You know I should of thought of that but as soon as I get hm from work I will give it another go. Shartel, You asked if my front wheels are reversed. What do you mean? Are you talking about the direction of the tread pattern? I am running turf tires and the tire psi is good all the way around


----------



## Hoodoo Valley

elguapo712, when was the dealer coming to pick it up?


----------



## Hoodoo Valley

> _Originally posted by music in a bott _
> *Elguapo, when you had jacked the front up to turn the wheels by hand......It had been sitting I bet. You might try that again after the extended period of operation that causes the condition to occure. I think the other guys are correct though in thinking it's the joint in the hub. Just hard to believe it could go bad in that amount of time. Sorry to babble on......:zoomin: I'm just one of those guys that has to know "Why" in addition to "what" and sometimes I drive myself nuts trying to be so analytical!:skull: *


 I was just thinking that if it was seriously messed up, you know, chunks of steel floating around in the front axle, it would make the sound continiously. The fact that it needs to be run for a long time before the sound occures is odd, and would indicate that maybe, possibly, it's not real serious, but who knows. But if you ran it until you got tyhe sound again, then lifted the front, and cranked the wheels and rotated them by hand with the motor off.......Might help you to hone in on the culpret. This will be very interesting to learn what it really is!


----------



## salza712

Well I went hm on my lunch break and got on the green machine well it only took 5 min of riding before i put it in reverse with the wheels turned to the left and I heard what I was looking for so then I used the FEL to raise the front tires to be able to spin it with my hand and with the tractor motor turned off. It didnt make the clunking sound I was looking for. I even engaged it in 4wd and not even then did I hear what I had heard when I was riding it. I give up!!! The John Deere salesman is comming sometime this wk to pick it up. Im tempted to keep using it till the wheels fall off or till it gets picked up or which ever comes first...


----------



## Hoodoo Valley

> _Originally posted by elguapo712 _
> *Well I went hm on my lunch break and got on the green machine well it only took 5 min of riding before i put it in reverse with the wheels turned to the left and I heard what I was looking for so then I used the FEL to raise the front tires to be able to spin it with my hand and with the tractor motor turned off. It didnt make the clunking sound I was looking for. I even engaged it in 4wd and not even then did I hear what I had heard when I was riding it. I give up!!! The John Deere salesman is comming sometime this wk to pick it up.
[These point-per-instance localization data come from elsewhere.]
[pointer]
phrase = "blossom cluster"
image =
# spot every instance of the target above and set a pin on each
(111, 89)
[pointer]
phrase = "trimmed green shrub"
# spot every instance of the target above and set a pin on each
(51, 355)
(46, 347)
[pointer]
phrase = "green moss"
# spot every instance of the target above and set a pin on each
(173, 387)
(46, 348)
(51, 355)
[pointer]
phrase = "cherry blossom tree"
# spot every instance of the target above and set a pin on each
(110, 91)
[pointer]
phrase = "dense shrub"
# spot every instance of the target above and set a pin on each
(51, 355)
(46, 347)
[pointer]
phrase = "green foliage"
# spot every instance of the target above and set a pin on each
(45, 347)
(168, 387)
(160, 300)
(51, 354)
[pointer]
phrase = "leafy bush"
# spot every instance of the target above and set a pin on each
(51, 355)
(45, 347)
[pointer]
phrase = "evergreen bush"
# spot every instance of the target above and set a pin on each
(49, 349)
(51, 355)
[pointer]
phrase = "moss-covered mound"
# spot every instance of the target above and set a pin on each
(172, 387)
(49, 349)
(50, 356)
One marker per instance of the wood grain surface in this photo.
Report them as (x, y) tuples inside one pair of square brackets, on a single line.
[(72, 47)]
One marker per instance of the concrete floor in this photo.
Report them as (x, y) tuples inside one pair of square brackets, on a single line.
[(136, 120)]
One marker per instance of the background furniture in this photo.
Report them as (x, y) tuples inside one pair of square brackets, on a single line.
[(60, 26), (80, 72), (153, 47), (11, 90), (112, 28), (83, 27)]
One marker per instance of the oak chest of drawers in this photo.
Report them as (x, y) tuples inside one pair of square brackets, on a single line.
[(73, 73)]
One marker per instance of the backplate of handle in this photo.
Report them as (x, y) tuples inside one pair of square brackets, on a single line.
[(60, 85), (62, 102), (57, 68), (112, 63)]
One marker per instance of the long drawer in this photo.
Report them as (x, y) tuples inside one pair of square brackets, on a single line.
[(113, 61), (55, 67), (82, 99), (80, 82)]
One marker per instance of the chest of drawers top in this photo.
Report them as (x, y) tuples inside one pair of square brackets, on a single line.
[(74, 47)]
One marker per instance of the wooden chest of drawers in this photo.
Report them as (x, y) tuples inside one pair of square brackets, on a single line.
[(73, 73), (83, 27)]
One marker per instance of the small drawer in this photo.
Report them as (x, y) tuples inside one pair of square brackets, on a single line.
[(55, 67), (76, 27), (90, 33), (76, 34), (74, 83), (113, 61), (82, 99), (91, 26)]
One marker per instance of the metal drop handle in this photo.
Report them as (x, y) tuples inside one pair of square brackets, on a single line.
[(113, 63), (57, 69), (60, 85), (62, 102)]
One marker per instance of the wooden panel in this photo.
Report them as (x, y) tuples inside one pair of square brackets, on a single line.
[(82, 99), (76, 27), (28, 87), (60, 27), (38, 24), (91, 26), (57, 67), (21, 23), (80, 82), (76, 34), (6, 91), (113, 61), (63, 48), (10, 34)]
Im tempted to keep using it till the wheels fall off or till it gets picked up or which ever comes first... *


 Well.....It's a puzzler, but aside from the fact that it's nothing obvious and up front, and out in the open means it's gotta be inside the axle. I'd sure think that if it was something busted and broke, it would do it all the time. Must be something in there just floating around, and the motion of the gears gets the oill stirred up and moves the object around until it gets caught up in something that binds it. I hope the pro's fix it for you! Me, I wouldn't run it until it gets a look over, because it could be causing other damage. Well.....we'll be watching to see the outcome of this!


----------



## Hoodoo Valley

Guapo, have the JD people picked you up yet? I actually looked in my tractors shop manual, and was stunned to learn that there are no CV or U joints of any kind in my front axle! It's all gear on gear. Wow. The axle has a series of 90 degree bevel gears that elliminates the need for any sort of U or CV joints in the front axle.


----------



## Hoodoo Valley

Any word yet on what the actual problem was?


----------



## salza712

Hey there Music, They have not come by to pick it up nor have i pressed it due to the crappy weather we have been having. I would go drop it off but Im not sure if my trailor would handle the weight of the tractor so I feel like im at their mercy since they are picking it up free of charge. I feel bad for not having an answer for you yet. Sorry my friend.


----------



## Hoodoo Valley

Oh, no problem buddy! Just itching to know the story, and hope that it all comes out okay for you. Just make sure you get it done before the warranty runs out! All right, talk to you later..Christopher.


----------



## Hoodoo Valley

So did you decide to just live with the sound and get a good radio?:lmao:


----------



## salza712

It's been over year since my last post. After the guys 
At the John Deere place had looked over my tractor for 
Over two weeks they basically told me they couldn't find
A problem with my tractor. Needless to say I was very 
Frustrated and was told by the service manager to drive it 
Like that till it breaks. Well the sound continued off and on
And now have 400 hrs. Well about two days ago I got back 
On this web site to read up on another post that caught my
Attention that had to do with 2210 axel noise. There I find 
What and where my problem is. Apparently the axel which 
Connects engine And trans and a front and rear u joint. Which
Also has grease nipples which haven't been greased since who
Knows when. I had such a hard time just getting to them to grease 
Them but failed after serveral attempts. I dropped
Off the 2210 at John deere and was told it would cost $30 to 
Do the job. Well worth the trouble. Thank you all for your 
Comments and helpful advice. I haven't gotten my tractor
Back yet but I am 90% sure that was the problem.


----------